At 20, Bates was dancing on Broadway. In the early 1940s, at the Paradise Club in Atlantic City, New Jersey, his "Jet Plane" finale, in which he leaped over the stage, landed on his wooden leg, and then executed a series of backward hops accompanied by trumpet blasts from the band, saw his leg puncture the wooden stage floor. It took half an hour to pull him out. After that, the stage floor was reinforced with metal sheeting. Bates performed on The Ed Sullivan Show at least 22 times, and had two command performances before the King and Queen of the United Kingdom in 1936 and then again in 1938. During a USO hospital tour, he partnered with vaudeville tap dancer Dixie Roberts, who said "he danced better with one leg than anyone else could with two." He was part of the first Louis Armstrong tour of Britain in the mid-1950s.

===Peg Leg Bates Country Club===
He owned and operated the Peg Leg Bates Country Club in Kerhonkson, New York, from 1951 to 1987, along with his wife Alice E. Bates. This made Bates the first black resort owner in Ulster County in the Catskill Mountains, the famous Borscht Belt of Jewish resorts, hotels, and bungalow colonies. He began with four rooms at his country club resort; by 1985, there were 110 units for guests. He leased the resort in 1989, due to the death of his wife in 1987.

===Later life===
Though Bates retired from show business in 1989, he still performed for various groups, including senior citizens, children and disabled individuals. He was also active in the local Ellenville Lions Club, and during the last 10 years of his life he traveled regularly to schools, senior citizen centers, and nursing homes showing a video about his life and talking about his life experiences. He also helped found a local Senior Citizens Center in the Ellenville / Kerhonkson area.

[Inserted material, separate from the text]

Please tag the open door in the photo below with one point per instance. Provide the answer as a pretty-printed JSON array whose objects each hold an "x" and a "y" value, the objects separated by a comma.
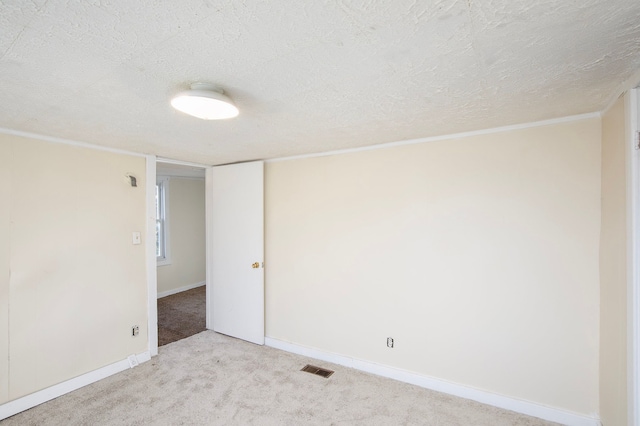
[{"x": 236, "y": 250}]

Bates was the subject of the 1992 documentary The Dancing Man: Peg Leg Bates, produced by Hudson West Productions, directed by Dave Davidson, and broadcast on PBS.

==Death==
He collapsed on December 6, 1998 (at the age of 91) on his way to church. He had performed at an award ceremony in his honor at Hillcrest High School and received the Order of the Palmetto.

==Family==
Bates had a wife, Alice E., and a daughter, Melodye Bates-Holden.

==Legacy==
The citizens of Fountain Inn erected a life-size statue that can be viewed in front of the city hall and Robert Quillen's library.

There are signs at the entrance of the city saying "Peg Leg Bates' home town."

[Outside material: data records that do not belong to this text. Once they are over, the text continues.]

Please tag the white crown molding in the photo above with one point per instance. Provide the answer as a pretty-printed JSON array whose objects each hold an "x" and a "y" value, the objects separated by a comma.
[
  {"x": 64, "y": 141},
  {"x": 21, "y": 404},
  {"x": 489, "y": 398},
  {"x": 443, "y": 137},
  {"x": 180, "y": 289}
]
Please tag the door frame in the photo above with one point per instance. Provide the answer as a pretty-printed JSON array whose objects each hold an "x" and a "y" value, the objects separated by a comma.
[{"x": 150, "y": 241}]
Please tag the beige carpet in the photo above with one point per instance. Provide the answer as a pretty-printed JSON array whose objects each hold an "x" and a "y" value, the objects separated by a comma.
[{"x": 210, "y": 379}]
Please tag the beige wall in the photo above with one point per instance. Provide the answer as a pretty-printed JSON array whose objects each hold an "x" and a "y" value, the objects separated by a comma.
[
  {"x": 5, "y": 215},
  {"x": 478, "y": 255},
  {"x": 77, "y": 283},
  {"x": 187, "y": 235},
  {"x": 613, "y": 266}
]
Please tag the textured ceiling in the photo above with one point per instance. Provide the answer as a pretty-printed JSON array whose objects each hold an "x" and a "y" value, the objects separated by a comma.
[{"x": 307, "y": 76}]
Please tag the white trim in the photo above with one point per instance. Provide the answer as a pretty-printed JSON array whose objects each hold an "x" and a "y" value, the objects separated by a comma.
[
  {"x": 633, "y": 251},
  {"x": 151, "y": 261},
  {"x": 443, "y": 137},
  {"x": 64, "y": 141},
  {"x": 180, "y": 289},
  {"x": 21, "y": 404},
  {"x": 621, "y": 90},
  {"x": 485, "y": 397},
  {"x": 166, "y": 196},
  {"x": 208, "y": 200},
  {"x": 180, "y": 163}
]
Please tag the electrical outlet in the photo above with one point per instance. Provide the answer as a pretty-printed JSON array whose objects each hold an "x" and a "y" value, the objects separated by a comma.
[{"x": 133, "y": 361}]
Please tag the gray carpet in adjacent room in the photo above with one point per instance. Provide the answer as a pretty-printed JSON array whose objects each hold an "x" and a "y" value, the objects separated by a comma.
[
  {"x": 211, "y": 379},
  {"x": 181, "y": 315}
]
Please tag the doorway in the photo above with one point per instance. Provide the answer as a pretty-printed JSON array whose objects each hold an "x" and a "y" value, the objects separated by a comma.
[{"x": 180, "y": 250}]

U.S. Route 209 in Ulster County, New York has been named the "Clayton Peg Leg Bates Memorial Highway".

He was the subject of the children's book Knockin' On Wood: Starring Peg Leg Bates, written and illustrated by Lynne Barasch, and published in 2012.

==Honors==
In 1991, Bates was awarded the Flo-Bert Award for being an outstanding figure in the field of tap dancing.

In December 1998, Bates performed at an award ceremony at Hillcrest High School in his honor for receiving the Order of the Palmetto, the highest civilian awarded by the state in his hometown of Fountain Inn, South Carolina.

Bates was inducted into the International Tap Dance Hall of Fame in 2005.